While the conventionalists argue otherwise, there is some truth to the fact that plenty of health conditions can be taken care of without actually seeing the patient in-person. Based on that assumption, AmericanWell offers an interactive service that lets patients talk to a physician in real time, anytime.
The service went live in January this year and initially focusing on Hawaii. The basic ‘interactive consultation’ uses two-way video conferencing, audio and secure text chat. It’s a step-up from the usual definition of a ‘e-visit’ which are mostly asynchronous text-based communication. Patients join for a fee, as I understand (what frustrated me was that I couldn’t find how much the fee was. I would have expected that to be extremely obvious!). Physicians sign up and make themselves available in aggregated pools of their respective discipline, which in turn are tapped into by patient demand.

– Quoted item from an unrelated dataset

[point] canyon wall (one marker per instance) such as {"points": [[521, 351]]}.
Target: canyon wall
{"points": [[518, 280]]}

So will the health plans pay for this? Until now they had signed up only two customers- the Blue Cross-Blue Shield plans in Hawaii and Minnesota. Last month, United Health Group, the largest private health insurer in the U.S., said it would begin deploying American Well’s platform across its huge network of more than 70 million members.
The concept has some viability for sure. But like anything else, it remains to be seen how well it can permeate through the tough, unyielding US healthcare system. I’m sure we’ll see many more startups with similar approaches soon.